Very clever -- and trenchant -- remark. :-)

Berowne said...

R. Burnett: "Then, again, I didn't learn these little tidbits about NY either."

99.5 percent, my official estimate, of New Yorkers don't know about this little tidbit either. :-)

Berowne said...

willow: "I'm glad New Angouleme didn't stick. It just doesn't work with songs and musicals."

I'll put Sondheim to work on it. :-)

Berowne said...

Everyday Goddess: "And Shea Stadium would be the Petanque capitol of the world?"

If so, the petanque team would have a much better season than the Mets did last year. :-)

Eleonora said...

Bellissimo. I love learning history this way. You write beautifully, my friend.

Ciao

Berowne said...

Eleonora: "You write beautifully, my friend."

And you write beautiful comments, Eleonora. :-)

Ronda Laveen said...

Hoisting a glass of cognac in your honor, Berowne. Cheers to this wonderful bit of history.

Sandy said...

These comments are just too sophistocated for me....just pass the cognac.

Berowne said...

Ronda: "Hoisting a glass of cognac in your honor."
Sandy: "....just pass the cognac."

Cognac all around, bartender! :-)

ds said...

So that's who Verrazano really was! La Grande Pomme doesn't sound so terrible...

Berowne said...

Enjoyed your comment, ds; thanks.

lakeviewer said...

Ah! A twisted tale of beautiful island seen from afar, years and miles. Well done! Excellent content.

Berowne said...

lkeviewer: "Well done! Excellent content."

Always good to hear from my friend lv; thanks.

French Fancy said...

I have a love/hate relationship with the people of this country in which I have chosen to live.
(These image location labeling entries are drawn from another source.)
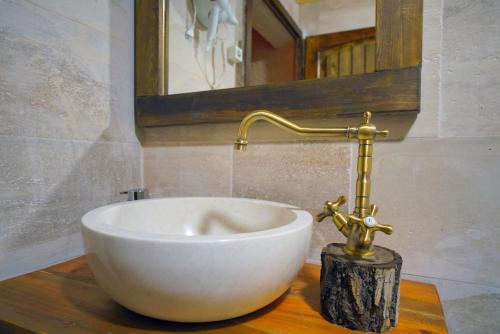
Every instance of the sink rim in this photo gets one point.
(93, 221)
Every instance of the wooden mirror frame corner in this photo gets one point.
(394, 87)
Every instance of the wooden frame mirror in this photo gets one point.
(393, 87)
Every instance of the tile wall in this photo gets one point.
(67, 134)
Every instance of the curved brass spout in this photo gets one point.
(264, 115)
(359, 227)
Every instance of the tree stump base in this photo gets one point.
(360, 293)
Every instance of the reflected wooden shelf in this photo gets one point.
(66, 299)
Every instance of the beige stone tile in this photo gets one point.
(326, 16)
(47, 185)
(475, 314)
(57, 81)
(441, 197)
(468, 308)
(263, 132)
(188, 170)
(109, 17)
(301, 174)
(470, 67)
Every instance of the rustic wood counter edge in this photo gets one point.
(66, 299)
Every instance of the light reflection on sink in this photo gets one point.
(196, 259)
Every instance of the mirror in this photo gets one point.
(273, 41)
(216, 70)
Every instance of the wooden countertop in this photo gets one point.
(66, 299)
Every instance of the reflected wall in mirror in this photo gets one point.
(351, 65)
(280, 40)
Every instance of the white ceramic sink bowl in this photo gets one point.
(196, 259)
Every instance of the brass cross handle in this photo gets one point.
(370, 225)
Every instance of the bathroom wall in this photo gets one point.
(67, 135)
(326, 16)
(438, 187)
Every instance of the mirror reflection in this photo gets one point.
(234, 43)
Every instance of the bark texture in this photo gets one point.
(360, 294)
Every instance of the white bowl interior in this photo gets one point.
(198, 216)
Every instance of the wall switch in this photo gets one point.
(235, 55)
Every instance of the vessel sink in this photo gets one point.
(196, 259)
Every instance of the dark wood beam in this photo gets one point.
(389, 91)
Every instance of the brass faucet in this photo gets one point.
(359, 227)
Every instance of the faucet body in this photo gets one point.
(358, 227)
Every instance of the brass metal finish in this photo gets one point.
(359, 227)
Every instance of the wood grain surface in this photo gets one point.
(66, 299)
(394, 91)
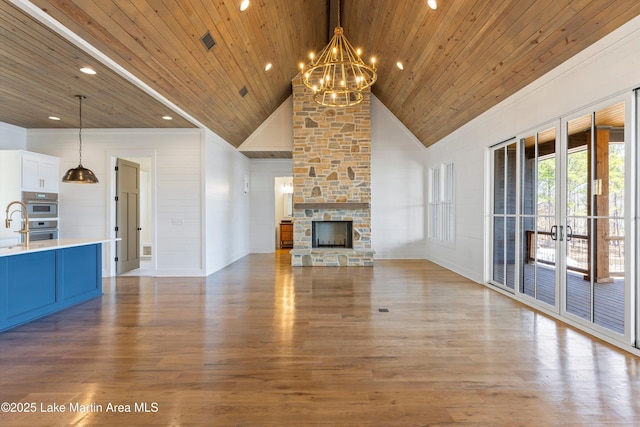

On good days I love them - on days when the bureacracy has got to me (like today) I am ready to go home

Berowne said...

I know the feeling. :-)

joanny said...

Berowne

From an Ex-NYer -- love the Hudson I actually think the dinosaurs were really the first-- giant footprints were discovered by a father & son along the Palisades overlooking the Hudson. So what would you call it then Tyrannosaurus? Or Rex? Or T.Rex?
also loved sitting on the old canons on Staten Island from the Revolutionary War looking up the Hudson from Staten Island a beautiful sight and watched the Tall ships come in the Harbor
Oh What the heck pass the cognac. Cheers all.
Joanny

Everyday Kathy said...

Poorly educated NY Public school gal here... thanks for updating my education!

Berowne said...

My thanks to joanny and Eeryday Kathy.

croneandbearit said...

I always find it interesting looking at school history books - when I was a literacy tutor, one of the children I was helping brought his in to me and I was just amazed at the misinformation being promoted as fact. I watched a news report recemt;u about a man on the review board for textbooks and I was struck in the head by the power these people have. Revisionist indeed - heaven help us if we don't teach our children the truth. Tall tales make for more interesting reading, I guess. Nice posting. Thanks for the history lesson!

Cheryl said...

Loved this lesson especially the part about the residents in Angouleme not knowing this either.

Jenny said...

OK, I might need to de-frag my brain a bit to keep up with you guys on this blog.

I'm Jane said...

HA - I did know this! My 5th grade daughter just learned this tidbit courtesy of the California school system. She liked saying "Verrazano" and kept repeating it over and over.

It's good to know that - on some days - I'm as smart as a 5th grader!